A Tribute to George Lucas and Steven Spielberg [Jaws – Star Wars – Raiders Of The Lost Ark – E.T. (The Extra-Terrestrial]

This was one continuous piece set to a video montage. First Jaws from the main theme, but not the same arrangement played previously. For some reason people in the crowd started laughing at the beginning, when it showed the Chrissie’s Death scene and the theme was building. What was that all about? This was the shortest segment, and blasted right into the Main Title from Star Wars with the footage of the Star Destroying from the beginning of ANH. The montage was from all six films, and that led into a shortened version of The Raiders March, with footage of the first 3 films (maybe the 4th too – I was focusing on the orchestra and not the montage). That gave way to Flying to E.T., which sounded wonderful as always.

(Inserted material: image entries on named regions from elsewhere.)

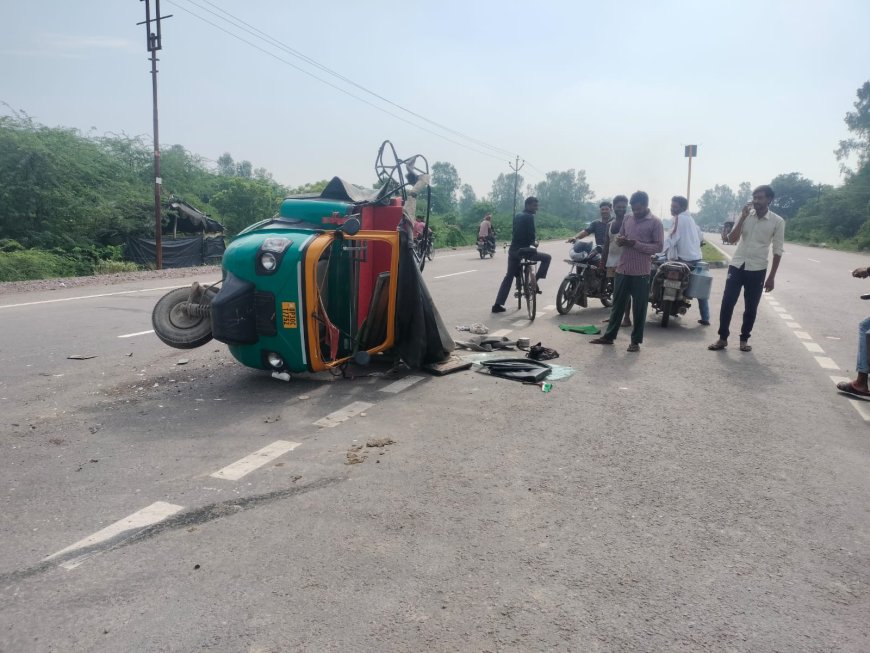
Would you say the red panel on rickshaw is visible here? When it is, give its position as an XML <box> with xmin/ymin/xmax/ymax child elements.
<box><xmin>357</xmin><ymin>204</ymin><xmax>402</xmax><ymax>326</ymax></box>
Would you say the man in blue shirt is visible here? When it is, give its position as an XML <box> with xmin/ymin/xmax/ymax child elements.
<box><xmin>492</xmin><ymin>197</ymin><xmax>550</xmax><ymax>313</ymax></box>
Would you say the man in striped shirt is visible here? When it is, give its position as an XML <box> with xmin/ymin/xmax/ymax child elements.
<box><xmin>591</xmin><ymin>190</ymin><xmax>665</xmax><ymax>351</ymax></box>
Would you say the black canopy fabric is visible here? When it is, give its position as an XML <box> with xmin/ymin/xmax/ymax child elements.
<box><xmin>395</xmin><ymin>229</ymin><xmax>456</xmax><ymax>369</ymax></box>
<box><xmin>163</xmin><ymin>200</ymin><xmax>224</xmax><ymax>234</ymax></box>
<box><xmin>124</xmin><ymin>236</ymin><xmax>226</xmax><ymax>268</ymax></box>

After much applause Williams left the stage, but the orchestra stayed on, so you knew an encore was coming

Luke and Leia from Return of the Jedi

Nice performance, for a theme I haven’t heard in quite a while.

After it ended he closed the sheet music and I noticed there was nothing lined up next. He then left again, with the orchestra on stage. Then he came back and grabbed his baton and with no sheet music out at all, began to conduct:

Theme From Superman

Nothing that hasn’t been done a million times, but it was fun and full of energy.

Then Williams left the stage again, then came back, then left again! Then he finally came back out and grabbed his baton again. There was still no sheet music on his podium, and the orchestra launched into….

Stars and Stripes Forever

Another highlight of the night for me. This was incredible!!! SO FULL of awesome bombastic energy. The crowd was clapping along from the beginning.which at first I thought would be annoying, but it ended up giving the whole room an awesome buzz of energy and union. By this point red white and blue lights adorned the stage, making stars on the walls. At one point, Williams turned around and kind of made a motions for the audience to quite down, and the clapping stopped for the quieter bridge. Then when it geared up for the big finish, the audience was clapping again. At one point right at the end, Williams turned around and conducted the audience, helping us keep beat with our clapping! It was spectacular. After much more applause, Williams finally gave his patented “sleepy” motion, and this time when he left the stage, the rest of the orchestra followed.

It was a spectacular evening. I will be sad when the day comes that Williams no longer does this every May.

After we lingered a bit to take in the atmosphere of the room (my GF is a big architecture geek and enjoyed the molding and other aspects of the Hall), we headed outside to the stage exit where a largish crowd was gathered to try to get Williams’ autograph. I met up with Trent (Hoyt) from the boards who was there with his friend. Always nice to meet a fellow board member. Unfortunately, there were several disreputable people there who clearly didn’t attend the concert (despite it not being sold out) and where just there in shorts and tshirts holding FIVE LPs they were hoping to get signed. After about half an hour or so, Williams came out. As soon as he did, MORE clowns came out and CUT in front of all of us concert goes with signed pictures and stuff. Trent’s friend succeeded in stopping one of them, but another one made it up front and had a nasty attitude when I told him that we had all been here first, how about being fair.

Williams didn’t stay long to sign stuff, I think mostly because of the disgraceful people with multiple items that kept going “John! John!” and totally crowding him. it sucked. Ugh. Show some respect people! Eventually he got in his car and left.

I really think the BPO needs to either create a place inside for Williams to sign where only ticket-holders can get to, or perhaps create some kind of formal line outside where you must show a ticket stub in order to get in line, and ask people to only get one item signed. SOMETHING needs to change. The experience outside was the only mark against an otherwise fabulous night!